PyeongChang may be hosting the Olympic Winter Games, but watching sports is far from the only thing to do in South Korea.
Here are some of the great attractions you can visit in and around PyeongChang and the country’s capital, Seoul.
The favourite beach of locals and tourists is Gyeongpo beach. This beautiful white sand beach, a sandbar where Gyeongpo Lake meets the ocean, is six kilometers long and surrounded by bike paths, walking trails and pine trees.
Located near Gyeongpo beach are a series of eight scenic spots, most notably the Gyeongpodae pavilion. It is a large, tall pavilion and features a paljak roof, the eight-pointed roof commonly seen in Korean architecture. According to a local saying, if you sit at the pavilion in the evening you can see the five moons – the moon shining in the sky, reflected in the sea, reflected in the lake, in a glass of wine, and in the eyes of your beloved.

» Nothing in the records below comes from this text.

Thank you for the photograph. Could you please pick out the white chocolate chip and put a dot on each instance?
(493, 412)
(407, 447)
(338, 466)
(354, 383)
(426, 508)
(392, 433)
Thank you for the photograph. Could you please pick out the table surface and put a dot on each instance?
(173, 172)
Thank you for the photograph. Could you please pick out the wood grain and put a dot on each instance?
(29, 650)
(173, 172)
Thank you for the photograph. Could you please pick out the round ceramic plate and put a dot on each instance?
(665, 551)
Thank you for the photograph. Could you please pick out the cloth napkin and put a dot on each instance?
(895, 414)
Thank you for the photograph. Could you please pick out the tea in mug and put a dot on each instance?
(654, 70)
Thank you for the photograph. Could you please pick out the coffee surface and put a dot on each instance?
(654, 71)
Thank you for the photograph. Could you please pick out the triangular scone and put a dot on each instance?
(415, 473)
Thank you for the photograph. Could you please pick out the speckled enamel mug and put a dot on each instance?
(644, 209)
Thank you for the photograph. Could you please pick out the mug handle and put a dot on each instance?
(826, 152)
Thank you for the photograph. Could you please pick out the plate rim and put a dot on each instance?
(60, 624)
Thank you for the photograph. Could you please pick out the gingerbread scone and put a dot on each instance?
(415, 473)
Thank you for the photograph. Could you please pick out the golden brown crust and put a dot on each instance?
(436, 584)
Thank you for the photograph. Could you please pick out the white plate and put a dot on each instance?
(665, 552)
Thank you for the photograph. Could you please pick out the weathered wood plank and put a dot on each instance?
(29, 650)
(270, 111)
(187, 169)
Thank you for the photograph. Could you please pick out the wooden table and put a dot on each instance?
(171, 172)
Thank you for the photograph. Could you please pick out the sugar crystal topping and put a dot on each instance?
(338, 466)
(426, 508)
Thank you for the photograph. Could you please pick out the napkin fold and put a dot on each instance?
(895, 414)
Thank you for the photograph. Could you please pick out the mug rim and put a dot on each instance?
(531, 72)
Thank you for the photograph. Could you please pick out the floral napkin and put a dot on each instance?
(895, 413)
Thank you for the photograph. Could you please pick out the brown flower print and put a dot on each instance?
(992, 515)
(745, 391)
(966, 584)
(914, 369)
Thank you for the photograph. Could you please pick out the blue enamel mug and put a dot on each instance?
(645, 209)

Ojukheon House is one of the oldest wooden houses in Korea, dating back to the Joseon Dynasty (1392-1910). From 1536 to 1584 Yulgok Yi-I, a prominent Korean Confucian scholar whose face is on the 5000 won note, lived and worked there. Today the house is part of a museum that shows how the people of the Joseon Dynasty lived.
Woljeongsa Temple, located on Odaesan Mountain in Jinbu, PyeongChang, was founded in 643 by a monk. It is famous for its octagonal nine-story stone pagoda, which is Korea’s National Treasure Number 48. This temple offers programs for experiencing Buddhist culture, including walking through the fir tree forest, touring the temple, trekking by Odaecheon Stream, and visiting the Buddhist hermitage on Odaesan Mountain.
Baengnyeong Cave is a natural limestone cave, full of enormous stalactites, stalagmites and flow stones estimated to be over 400 million years old. The cave was designated as Korea’s National Treasure No. 206 in 1979. Measures have been taken to ensure the cave remains as pristine as possible. The only way to visit the cave today is an eco-experience tour, which lets visitors explore the cave with the help of a guide who ensures the safety of the visitors and the cave.
Daegwallryeong Haneul Ranch
Daegwallryeong Haneul Ranch was founded in 1974, and now covers 2471 acres. Today, it raises 400 Holstein dairy cattle and 100 Korean native cattle in an environmentally friendly manner. The farm restricts artificial development as much as possible and provides a ranch experience where visitors can commune with nature.
Gyeongbokgung palace was the main royal palace of the Joseon Dynasty. Originally built in 1395, it was the largest of the Five Grand Palaces built by the dynasty and served as home to the Joseon Kings, their families and their government. During the Imperial Japanese occupation of Korea from 1910-1945, all but 10 of the palace’s nearly 500 buildings were demolished, but the South Korean government is in the midst of a 40-year project to restore the palace complex to its original glory. Today the palace is home to the National Palace Museum of Korea and the National Folk Museum.
Opened in April 2017, Seoul Sky is the third highest observation deck in the world. Located on floors 117-123F of Lotte World Tower, the fifth-tallest building in the world, Seoul Sky holds several Guinness World Records, including world’s longest elevator and world’s highest glass-floored observation deck, located on floor 118 for those who are feeling extra daring. On a clear day, visitors can see as far as Songdo to the west and the Yellow Sea to the south.
Bukchon Hanok Village
Bukchon Hanok (Traditional House) Village is a Korean traditional village in Seoul with a long history. Located between Gyeongbok Palace, Changdeok Palace and Jongmyo Royal Shrine, the traditional village is composed of lots of alleys, hanok (traditional Korean houses), and is preserved to show a 600-year-old urban environment, allowing visitors to experience the atmosphere of the Joseon Dynasty.